An Altice spokesperson said that the company found out Monday afternoon that “an Optimum technician in Brooklyn was diagnosed with COVID-19.”
“Upon learning of the situation, we immediately engaged with the NYC Department of Health, and out of an abundance of caution, we will be contacting residents serviced by this technician to make them aware,” spokesperson Lisa Anselmo said. “We wish our employee a speedy recovery.”
Marshall said Monday nobody from the company, except fellow technicians, has contacted him since he’s been sick.
“I don’t feel good,” he said, “because you’re working for the company and they’re not taking detection very seriously. They’re not.”
‘We Take This Seriously’
The company has, among other measures, given nitrile gloves to technicians and allowed them to take their work trucks home, so they don’t need to go to Altice centers where workers meet in the morning. Customers are called ahead of time to screen for signs of illness.
In addition, the company has provided its workers with hand sanitizer and disinfectant wipes.

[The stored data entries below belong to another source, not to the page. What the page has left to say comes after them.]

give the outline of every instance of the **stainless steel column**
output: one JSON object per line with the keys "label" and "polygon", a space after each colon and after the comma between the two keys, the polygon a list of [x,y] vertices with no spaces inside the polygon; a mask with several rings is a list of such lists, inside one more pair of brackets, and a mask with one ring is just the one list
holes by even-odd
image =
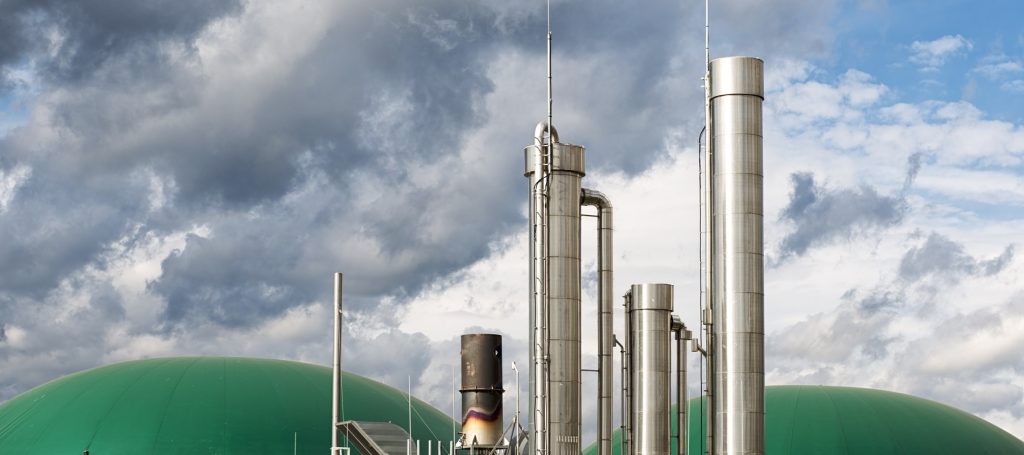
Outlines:
{"label": "stainless steel column", "polygon": [[623,355],[622,368],[625,370],[625,377],[622,381],[623,389],[623,402],[622,405],[626,407],[626,415],[622,418],[622,427],[624,432],[622,433],[622,442],[626,446],[626,454],[633,453],[633,318],[629,309],[632,305],[629,303],[633,297],[633,291],[630,289],[622,296],[622,322],[623,322],[623,333],[626,338],[626,346],[623,349],[625,353]]}
{"label": "stainless steel column", "polygon": [[558,130],[540,122],[533,132],[533,145],[526,147],[525,173],[530,194],[530,420],[528,452],[543,455],[547,451],[547,184],[548,155],[558,142]]}
{"label": "stainless steel column", "polygon": [[716,454],[764,453],[764,63],[711,62],[712,409]]}
{"label": "stainless steel column", "polygon": [[[341,273],[334,274],[334,365],[331,378],[331,455],[341,453],[341,446],[338,445],[338,424],[341,423],[342,410],[342,389],[341,389],[341,287],[343,277]],[[346,438],[346,443],[348,443]]]}
{"label": "stainless steel column", "polygon": [[597,453],[612,453],[612,203],[584,188],[583,205],[597,207]]}
{"label": "stainless steel column", "polygon": [[630,296],[632,454],[669,455],[672,285],[634,284]]}
{"label": "stainless steel column", "polygon": [[[536,174],[533,160],[539,155],[536,148],[536,144],[526,148],[526,175],[531,177],[531,186],[536,183],[532,177]],[[547,400],[543,403],[546,412],[534,414],[546,418],[547,435],[539,436],[545,441],[534,442],[535,454],[544,455],[538,447],[546,445],[551,454],[575,455],[580,451],[580,180],[584,175],[584,149],[554,142],[550,150],[546,209],[537,212],[546,224],[545,249],[540,252],[546,260],[543,279],[537,283],[546,283],[538,319],[547,321],[542,323]],[[541,397],[543,393],[535,389],[531,395]],[[543,399],[531,406],[541,406],[540,401]]]}
{"label": "stainless steel column", "polygon": [[686,455],[686,341],[692,338],[679,316],[672,316],[676,334],[676,455]]}

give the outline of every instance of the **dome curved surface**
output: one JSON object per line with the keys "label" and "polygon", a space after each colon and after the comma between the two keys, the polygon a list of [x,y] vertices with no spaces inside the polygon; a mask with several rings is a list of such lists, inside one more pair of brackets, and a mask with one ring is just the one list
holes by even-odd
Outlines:
{"label": "dome curved surface", "polygon": [[[408,426],[406,394],[345,373],[344,419]],[[413,398],[412,434],[450,441],[455,421]],[[174,357],[71,374],[0,405],[0,453],[323,454],[331,370],[299,362]]]}
{"label": "dome curved surface", "polygon": [[[690,453],[703,453],[702,399],[688,403]],[[673,407],[674,409],[674,407]],[[675,414],[672,415],[675,428]],[[769,386],[767,454],[1024,454],[1024,441],[967,412],[876,389]],[[616,430],[612,453],[619,454]],[[672,453],[675,453],[675,438]],[[583,452],[594,455],[596,446]]]}

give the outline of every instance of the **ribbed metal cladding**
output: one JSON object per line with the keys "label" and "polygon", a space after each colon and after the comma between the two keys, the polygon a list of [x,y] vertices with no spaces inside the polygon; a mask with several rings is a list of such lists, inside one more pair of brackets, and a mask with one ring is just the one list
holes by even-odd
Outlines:
{"label": "ribbed metal cladding", "polygon": [[670,284],[630,288],[630,453],[636,455],[669,455],[672,447],[672,294]]}
{"label": "ribbed metal cladding", "polygon": [[501,335],[462,335],[462,433],[465,447],[501,443]]}
{"label": "ribbed metal cladding", "polygon": [[763,454],[764,62],[711,62],[714,453]]}
{"label": "ribbed metal cladding", "polygon": [[[530,157],[536,153],[531,153],[530,149],[535,147],[527,147],[527,176],[532,174]],[[583,175],[583,147],[555,143],[547,182],[547,303],[542,318],[547,320],[544,338],[548,358],[545,439],[548,452],[556,455],[580,452],[580,185]]]}

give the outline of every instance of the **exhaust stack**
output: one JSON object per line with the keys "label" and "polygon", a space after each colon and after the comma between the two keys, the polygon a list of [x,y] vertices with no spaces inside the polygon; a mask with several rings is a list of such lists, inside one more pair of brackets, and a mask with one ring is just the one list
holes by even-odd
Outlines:
{"label": "exhaust stack", "polygon": [[710,65],[711,410],[715,454],[763,454],[764,62]]}
{"label": "exhaust stack", "polygon": [[462,335],[463,447],[503,443],[501,335]]}

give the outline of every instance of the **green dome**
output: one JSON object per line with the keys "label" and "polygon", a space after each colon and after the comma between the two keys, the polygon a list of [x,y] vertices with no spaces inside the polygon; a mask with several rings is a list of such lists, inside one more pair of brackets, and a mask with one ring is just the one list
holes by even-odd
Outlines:
{"label": "green dome", "polygon": [[[346,420],[408,427],[406,394],[344,375]],[[322,455],[331,446],[331,370],[282,360],[176,357],[75,373],[0,405],[3,454]],[[455,422],[413,398],[416,439]],[[407,429],[407,428],[406,428]],[[296,447],[297,444],[297,447]]]}
{"label": "green dome", "polygon": [[[702,399],[689,402],[690,453],[703,453]],[[674,407],[673,407],[674,409]],[[672,415],[675,428],[675,413]],[[959,409],[854,387],[769,386],[765,451],[773,454],[1024,454],[1024,442]],[[672,453],[675,453],[675,438]],[[612,453],[619,454],[615,431]],[[595,445],[584,450],[594,455]]]}

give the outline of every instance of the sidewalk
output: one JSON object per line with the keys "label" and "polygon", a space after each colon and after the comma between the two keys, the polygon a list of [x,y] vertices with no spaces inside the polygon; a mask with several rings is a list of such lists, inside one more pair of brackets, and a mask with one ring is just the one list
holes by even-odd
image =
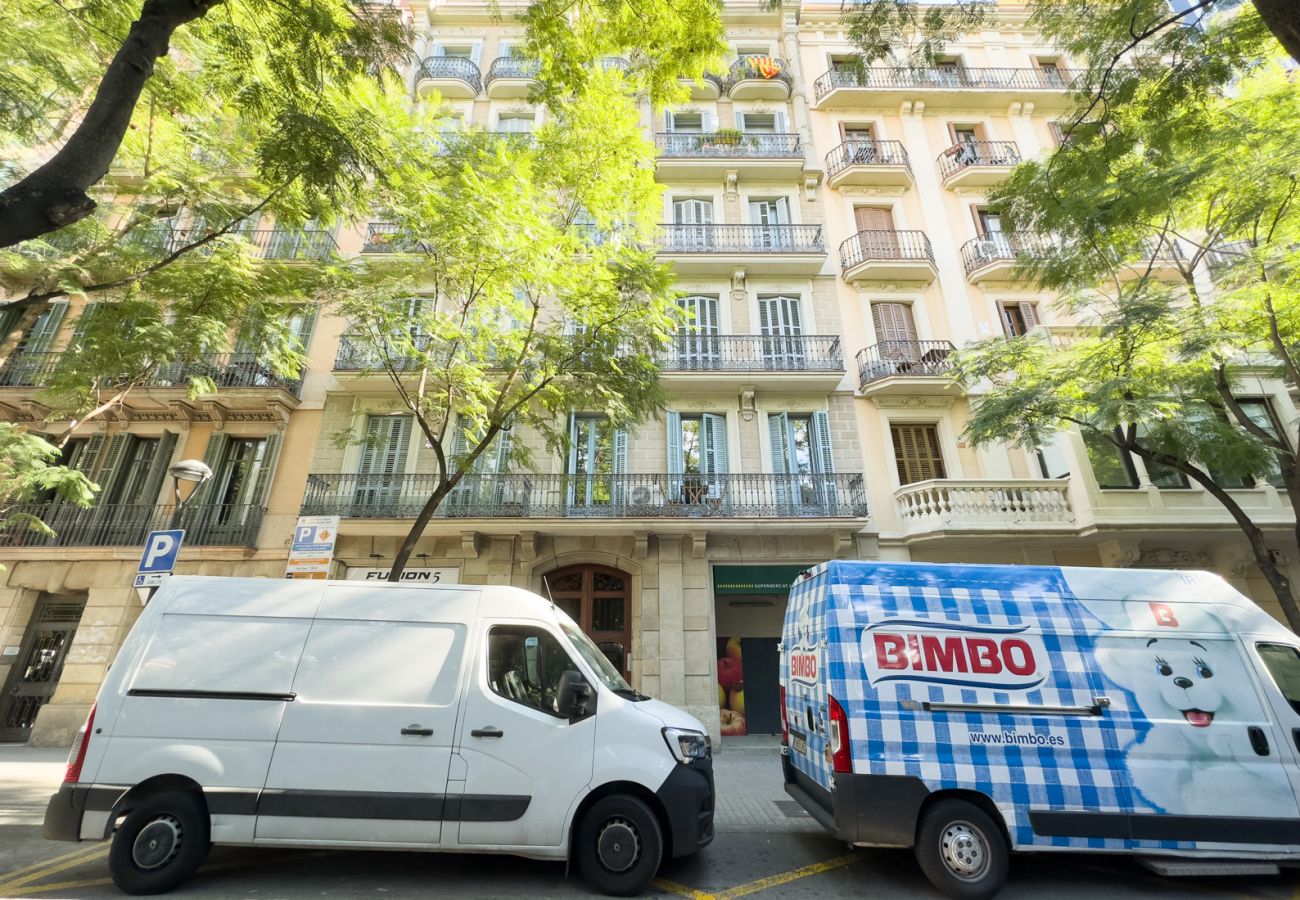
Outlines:
{"label": "sidewalk", "polygon": [[[776,737],[724,738],[713,758],[718,831],[820,832],[785,793]],[[63,747],[0,744],[0,825],[37,825],[67,764]]]}

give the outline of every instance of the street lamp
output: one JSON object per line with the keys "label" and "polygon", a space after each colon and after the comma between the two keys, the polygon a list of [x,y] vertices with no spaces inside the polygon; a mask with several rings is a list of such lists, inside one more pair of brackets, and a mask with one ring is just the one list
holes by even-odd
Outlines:
{"label": "street lamp", "polygon": [[[202,460],[182,459],[168,469],[167,473],[172,477],[172,492],[176,496],[176,506],[172,510],[171,524],[172,530],[175,531],[181,527],[181,511],[185,508],[186,501],[193,499],[195,492],[198,491],[203,482],[212,477],[212,469]],[[181,497],[182,481],[188,481],[194,485],[184,498]]]}

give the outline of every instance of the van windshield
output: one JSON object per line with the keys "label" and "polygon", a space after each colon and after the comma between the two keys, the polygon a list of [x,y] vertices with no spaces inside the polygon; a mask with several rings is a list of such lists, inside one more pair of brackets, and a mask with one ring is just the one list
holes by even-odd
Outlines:
{"label": "van windshield", "polygon": [[600,679],[601,684],[609,688],[614,693],[628,699],[648,700],[632,690],[628,683],[623,680],[623,675],[614,667],[605,654],[600,652],[600,648],[591,642],[591,638],[583,632],[581,628],[573,625],[571,622],[560,618],[560,628],[573,644],[573,649],[578,651],[578,655],[586,660],[587,665],[595,671],[596,677]]}

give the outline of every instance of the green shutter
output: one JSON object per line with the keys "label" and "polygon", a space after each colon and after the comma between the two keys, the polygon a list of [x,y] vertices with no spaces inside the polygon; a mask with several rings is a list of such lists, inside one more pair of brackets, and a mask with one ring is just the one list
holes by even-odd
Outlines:
{"label": "green shutter", "polygon": [[298,327],[294,329],[294,337],[298,339],[299,352],[304,355],[311,350],[312,334],[316,331],[316,320],[320,317],[320,307],[316,304],[309,304],[302,308],[299,313]]}
{"label": "green shutter", "polygon": [[813,454],[819,469],[826,475],[835,471],[835,454],[831,452],[831,421],[825,410],[812,414]]}
{"label": "green shutter", "polygon": [[[167,470],[171,467],[172,456],[176,453],[176,433],[173,431],[164,431],[162,437],[158,439],[158,446],[154,450],[153,460],[149,463],[149,472],[145,475],[144,485],[140,489],[140,502],[147,505],[155,505],[159,502],[158,493],[163,488],[163,479],[167,477]],[[175,501],[175,497],[170,494],[161,502],[170,505]]]}
{"label": "green shutter", "polygon": [[273,431],[266,436],[266,450],[262,453],[262,465],[253,480],[253,489],[249,492],[250,507],[266,506],[266,495],[271,489],[271,476],[275,474],[275,464],[280,456],[280,432]]}
{"label": "green shutter", "polygon": [[99,302],[92,300],[81,308],[81,315],[77,316],[77,324],[72,329],[72,340],[68,343],[68,349],[75,350],[81,346],[81,339],[86,335],[86,328],[90,325],[95,311],[99,308]]}
{"label": "green shutter", "polygon": [[727,417],[705,413],[701,437],[704,440],[704,471],[710,475],[727,473]]}
{"label": "green shutter", "polygon": [[686,459],[682,453],[682,414],[669,411],[668,420],[668,474],[681,475],[686,471]]}
{"label": "green shutter", "polygon": [[125,432],[119,432],[109,438],[108,451],[104,454],[103,465],[95,473],[95,483],[101,489],[99,492],[101,502],[113,493],[114,482],[117,481],[117,470],[127,457],[127,448],[130,446],[131,440],[131,435]]}
{"label": "green shutter", "polygon": [[216,490],[215,485],[221,481],[221,465],[226,458],[226,448],[230,445],[230,438],[224,431],[214,431],[208,438],[208,448],[203,452],[203,462],[212,470],[212,477],[206,483],[200,486],[191,496],[191,500],[203,505],[212,502],[212,493]]}
{"label": "green shutter", "polygon": [[790,491],[790,417],[785,413],[772,413],[767,417],[767,433],[771,441],[772,494],[778,505],[788,504]]}
{"label": "green shutter", "polygon": [[49,350],[54,344],[54,338],[59,333],[59,326],[63,324],[63,316],[67,311],[67,300],[50,301],[50,305],[23,335],[18,350],[23,353],[44,353]]}

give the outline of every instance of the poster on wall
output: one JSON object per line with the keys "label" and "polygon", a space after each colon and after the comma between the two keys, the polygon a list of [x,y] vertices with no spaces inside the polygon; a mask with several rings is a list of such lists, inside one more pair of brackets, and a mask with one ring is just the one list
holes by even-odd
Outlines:
{"label": "poster on wall", "polygon": [[722,736],[748,734],[745,726],[745,667],[740,638],[718,638],[718,708]]}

But technicians said hand sanitizers were only available at the centers — not for bringing along in their trucks — and the disinfectant wipes provided expired last year.
“We need a lot of help, as far as guidelines on how to better approach taking care of the customer without necessarily putting those frontline employees at risk,” said one longtime technician.
Anselmo said that the company was “seeking guidance” from the Centers for Disease Control and Prevention, the World Health Organization, health officials and government agencies.
“We take this seriously, which is why our top priority has been protecting the health and safety of our employees and customers while also providing the essential telecommunications services that are expected of us during this pandemic,” she said.
‘These Are Not Essential’
Workers interviewed by THE CITY said that they understood the importance of their work to the public, but want to feel more protected. They said the company could provide hazard pay, reduce the number of home visits and give all technicians hand sanitizer and protective gear, such as masks.
Optimum employees aren’t alone. Technicians for Spectrum, a telecom giant that services New Yorkers, are angry with what they call the lack of precautions taken by their employer during the pandemic, multiple outlets reported.
“Spectrum, as a company, is not taking care of its employees,” one technician from New York City told Buzzfeed News for a story published Monday. “We don’t have gloves, we don’t have masks, we don’t have hand sanitizer.” The company said it was working to address employees’ concerns.
One longtime Optimum technician told THE CITY that some of the house calls aren’t essential — like switching a person’s internet provider or increasing a customer’s internet speed.
“Our priorities now are to go and connect those who aren’t connected, whether it be for the students, whether it be people who haven’t been able to get any type of online connectivity,” said the technician, who requested anonymity so he could speak without fear of being fired.
Technicians interviewed said they feared getting infected and spreading the virus to loved ones.
“I do have a person in the home with me with serious respiratory issues as well as diabetes,” the veteran technician said.
“It’s just frustrating,” said another technician. “It’s the most helpless feeling that you can imagine.”
As for Marshall’s health, he said he was feeling a tad better from the past week, eating oranges and heeding his doctor’s guidance: staying home and taking ibuprofen. He offered others some advice of his own.
“Just be careful out there,” he said.